Diplomatie onusienne : la France prête à soutenir la RDC sur les ressources naturelles

La France prêt à accompagner la RDC dans sa diplomatie sur les ressources naturelles à l’ONU

Lors d’une réunion de haut niveau organisée à New York le 13 juillet, la République démocratique du Congo (RDC) a mis en avant l’importance cruciale de la gouvernance des ressources naturelles dans la prévention des conflits et la promotion de la paix. Cette initiative diplomatique, qui culminera le 22 juillet avec un débat présidé par le président Félix Tshisekedi, a reçu le soutien immédiat de la France.

Une offensive diplomatique congolaise pour un cadre international renforcé

Kinshasa a lancé une réflexion internationale sur ce qu’elle qualifie de « lacune normative » dans la gestion des ressources naturelles. Selon les autorités congolaises, les dispositifs actuels, tels que la traçabilité des minerais ou les mécanismes de lutte contre le financement des conflits, manquent de cohérence et d’intégration. La RDC plaide donc pour l’adoption d’un cadre international unifié, capable de lier gouvernance des ressources, prévention des conflits et sécurité collective.

Cette approche innovante vise à repositionner les ressources naturelles non plus uniquement comme un enjeu économique, mais comme un levier stratégique pour la stabilité internationale. Une vision partagée par la France, qui a réaffirmé son engagement aux côtés de la RDC.

Le soutien français à une gouvernance équitable et transparente

Jérôme Bonnafont, ambassadeur de France auprès des Nations unies, a souligné l’importance de protéger ces ressources contre toute exploitation prédatrice ou détournement à des fins malveillantes. « Les ressources naturelles doivent être un levier de développement durable au profit des populations locales », a-t-il déclaré. Paris a confirmé sa volonté de contribuer activement aux travaux du Conseil de sécurité, en appui à l’initiative congolaise.
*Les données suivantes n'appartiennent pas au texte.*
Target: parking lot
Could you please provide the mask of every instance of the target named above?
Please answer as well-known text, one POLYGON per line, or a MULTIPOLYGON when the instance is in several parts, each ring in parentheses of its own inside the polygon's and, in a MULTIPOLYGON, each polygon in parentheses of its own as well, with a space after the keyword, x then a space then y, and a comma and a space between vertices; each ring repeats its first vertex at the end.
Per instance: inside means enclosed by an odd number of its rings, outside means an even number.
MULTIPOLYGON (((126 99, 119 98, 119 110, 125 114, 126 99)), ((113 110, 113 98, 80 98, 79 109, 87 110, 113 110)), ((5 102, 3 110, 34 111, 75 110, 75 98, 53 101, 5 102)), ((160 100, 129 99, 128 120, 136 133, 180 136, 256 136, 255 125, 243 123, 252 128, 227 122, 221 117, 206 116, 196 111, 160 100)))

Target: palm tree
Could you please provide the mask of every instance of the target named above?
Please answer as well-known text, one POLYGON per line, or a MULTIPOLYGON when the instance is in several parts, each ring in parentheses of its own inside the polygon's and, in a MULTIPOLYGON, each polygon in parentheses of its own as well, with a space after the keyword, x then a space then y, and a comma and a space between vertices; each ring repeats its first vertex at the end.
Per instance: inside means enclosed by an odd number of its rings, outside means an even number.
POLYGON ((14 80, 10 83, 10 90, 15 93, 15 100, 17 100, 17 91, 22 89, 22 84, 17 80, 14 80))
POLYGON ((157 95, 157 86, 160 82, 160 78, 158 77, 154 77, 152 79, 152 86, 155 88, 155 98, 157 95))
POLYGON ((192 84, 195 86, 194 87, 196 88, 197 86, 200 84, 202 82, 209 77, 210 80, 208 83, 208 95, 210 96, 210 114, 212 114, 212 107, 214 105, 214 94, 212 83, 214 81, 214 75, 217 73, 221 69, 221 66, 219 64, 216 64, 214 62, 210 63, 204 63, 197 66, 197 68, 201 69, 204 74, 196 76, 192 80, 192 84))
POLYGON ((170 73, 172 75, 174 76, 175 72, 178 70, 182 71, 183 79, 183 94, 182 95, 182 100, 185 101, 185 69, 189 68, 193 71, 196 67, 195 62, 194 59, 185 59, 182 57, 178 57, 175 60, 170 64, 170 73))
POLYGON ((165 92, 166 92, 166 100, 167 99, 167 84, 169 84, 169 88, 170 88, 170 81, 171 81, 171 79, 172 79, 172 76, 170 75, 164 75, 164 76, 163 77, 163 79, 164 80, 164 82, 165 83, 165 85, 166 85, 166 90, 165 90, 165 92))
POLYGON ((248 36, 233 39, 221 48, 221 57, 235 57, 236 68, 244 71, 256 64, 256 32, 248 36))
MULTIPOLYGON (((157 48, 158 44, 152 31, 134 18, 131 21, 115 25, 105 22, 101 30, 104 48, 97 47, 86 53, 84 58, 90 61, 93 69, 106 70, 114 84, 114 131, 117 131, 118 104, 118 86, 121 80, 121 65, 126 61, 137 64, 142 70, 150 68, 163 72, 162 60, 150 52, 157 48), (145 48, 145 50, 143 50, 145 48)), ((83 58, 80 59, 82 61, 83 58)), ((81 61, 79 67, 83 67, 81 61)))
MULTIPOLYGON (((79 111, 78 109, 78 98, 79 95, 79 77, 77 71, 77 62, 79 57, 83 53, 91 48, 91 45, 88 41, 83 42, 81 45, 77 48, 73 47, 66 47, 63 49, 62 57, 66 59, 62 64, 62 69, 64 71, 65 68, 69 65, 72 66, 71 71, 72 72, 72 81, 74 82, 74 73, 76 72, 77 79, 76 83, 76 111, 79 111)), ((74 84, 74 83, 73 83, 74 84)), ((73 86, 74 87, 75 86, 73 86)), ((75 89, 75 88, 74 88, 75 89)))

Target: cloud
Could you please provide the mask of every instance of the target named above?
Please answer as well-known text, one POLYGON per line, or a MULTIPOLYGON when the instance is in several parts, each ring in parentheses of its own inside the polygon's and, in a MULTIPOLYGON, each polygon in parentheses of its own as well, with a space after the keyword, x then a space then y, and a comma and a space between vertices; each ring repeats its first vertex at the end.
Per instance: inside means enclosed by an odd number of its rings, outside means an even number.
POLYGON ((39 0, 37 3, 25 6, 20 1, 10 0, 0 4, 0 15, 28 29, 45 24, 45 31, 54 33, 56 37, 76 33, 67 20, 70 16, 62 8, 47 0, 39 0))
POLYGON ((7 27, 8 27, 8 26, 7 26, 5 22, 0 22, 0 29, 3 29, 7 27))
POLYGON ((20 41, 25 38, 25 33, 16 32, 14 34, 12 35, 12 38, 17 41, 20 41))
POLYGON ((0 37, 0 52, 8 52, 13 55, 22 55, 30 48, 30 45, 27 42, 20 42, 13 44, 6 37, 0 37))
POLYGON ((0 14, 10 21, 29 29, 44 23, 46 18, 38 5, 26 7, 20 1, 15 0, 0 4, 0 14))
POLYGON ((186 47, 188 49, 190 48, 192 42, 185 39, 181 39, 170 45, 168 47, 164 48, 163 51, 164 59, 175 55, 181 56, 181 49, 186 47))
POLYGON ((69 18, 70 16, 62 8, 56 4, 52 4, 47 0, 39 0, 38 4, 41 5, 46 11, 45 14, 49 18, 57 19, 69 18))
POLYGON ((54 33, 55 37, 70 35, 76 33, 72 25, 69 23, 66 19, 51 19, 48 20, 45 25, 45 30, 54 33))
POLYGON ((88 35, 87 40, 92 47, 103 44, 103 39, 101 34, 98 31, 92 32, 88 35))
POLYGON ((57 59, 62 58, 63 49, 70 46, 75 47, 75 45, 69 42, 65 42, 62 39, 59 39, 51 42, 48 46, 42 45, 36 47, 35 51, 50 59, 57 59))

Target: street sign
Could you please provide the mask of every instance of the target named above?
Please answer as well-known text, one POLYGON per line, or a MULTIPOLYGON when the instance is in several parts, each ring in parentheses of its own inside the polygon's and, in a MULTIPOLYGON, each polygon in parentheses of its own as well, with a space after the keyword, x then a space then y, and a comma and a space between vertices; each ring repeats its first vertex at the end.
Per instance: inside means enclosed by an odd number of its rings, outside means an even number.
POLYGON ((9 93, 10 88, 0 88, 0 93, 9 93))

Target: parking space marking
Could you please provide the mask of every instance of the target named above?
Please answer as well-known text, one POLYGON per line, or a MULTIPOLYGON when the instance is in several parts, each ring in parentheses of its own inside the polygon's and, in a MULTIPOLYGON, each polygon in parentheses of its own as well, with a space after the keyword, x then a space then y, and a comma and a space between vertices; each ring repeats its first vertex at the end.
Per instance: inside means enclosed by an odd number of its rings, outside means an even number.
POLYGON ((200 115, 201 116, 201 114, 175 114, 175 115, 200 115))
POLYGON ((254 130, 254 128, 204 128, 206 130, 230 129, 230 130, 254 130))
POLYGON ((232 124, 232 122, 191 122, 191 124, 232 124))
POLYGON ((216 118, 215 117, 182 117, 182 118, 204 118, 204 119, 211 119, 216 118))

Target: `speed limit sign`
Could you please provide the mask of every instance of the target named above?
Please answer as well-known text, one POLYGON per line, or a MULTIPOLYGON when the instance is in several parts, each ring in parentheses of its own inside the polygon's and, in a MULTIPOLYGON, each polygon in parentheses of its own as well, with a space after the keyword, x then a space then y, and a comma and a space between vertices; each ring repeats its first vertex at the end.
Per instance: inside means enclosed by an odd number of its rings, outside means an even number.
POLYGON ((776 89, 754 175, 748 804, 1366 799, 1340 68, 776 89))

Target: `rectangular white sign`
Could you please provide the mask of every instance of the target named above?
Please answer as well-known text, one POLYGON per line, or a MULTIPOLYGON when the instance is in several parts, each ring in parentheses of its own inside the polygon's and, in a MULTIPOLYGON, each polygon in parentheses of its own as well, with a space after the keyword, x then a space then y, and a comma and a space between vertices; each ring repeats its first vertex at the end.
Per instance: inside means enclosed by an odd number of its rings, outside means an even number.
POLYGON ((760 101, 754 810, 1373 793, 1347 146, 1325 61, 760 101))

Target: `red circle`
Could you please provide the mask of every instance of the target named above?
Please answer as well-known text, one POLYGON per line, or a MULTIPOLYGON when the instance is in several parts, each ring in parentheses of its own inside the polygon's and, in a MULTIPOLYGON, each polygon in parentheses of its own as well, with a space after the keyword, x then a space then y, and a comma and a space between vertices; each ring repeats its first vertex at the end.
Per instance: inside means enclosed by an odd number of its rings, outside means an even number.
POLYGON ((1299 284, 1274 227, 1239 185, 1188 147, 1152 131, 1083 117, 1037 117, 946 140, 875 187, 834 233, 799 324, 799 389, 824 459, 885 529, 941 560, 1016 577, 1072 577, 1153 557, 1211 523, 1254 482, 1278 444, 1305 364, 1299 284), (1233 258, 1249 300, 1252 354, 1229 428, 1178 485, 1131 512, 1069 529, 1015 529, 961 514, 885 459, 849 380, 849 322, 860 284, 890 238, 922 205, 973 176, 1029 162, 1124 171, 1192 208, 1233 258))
Cette position s’inscrit dans la continuité des priorités de la présidence congolaise du Conseil de sécurité, marquée par des débats sur les violences sexuelles liées aux conflits et les économies de guerre. Elle intervient également dans un contexte régional complexe, où les accords diplomatiques peinent encore à se traduire par une stabilité durable.

Un contexte régional marqué par des défis persistants

Malgré les accords stratégiques signés entre la RDC et les États-Unis, ainsi que l’accord de Washington avec le Rwanda, la situation sécuritaire reste fragile. Les rebelles de l’AFC/M23, accusés de liens avec Kigali, maintiennent leur emprise sur des zones clés comme Goma et Bukavu. Les négociations de Doha, sous l’égide du Qatar, restent dans l’impasse, reflétant le décalage entre les avancées diplomatiques et la réalité sur le terrain.

Cette dynamique relance le débat sur l’urgence de renforcer les mécanismes de prévention et de protection des populations civiles, tout en garantissant une gestion transparente des ressources naturelles, condition sine qua non pour une paix durable en Afrique centrale.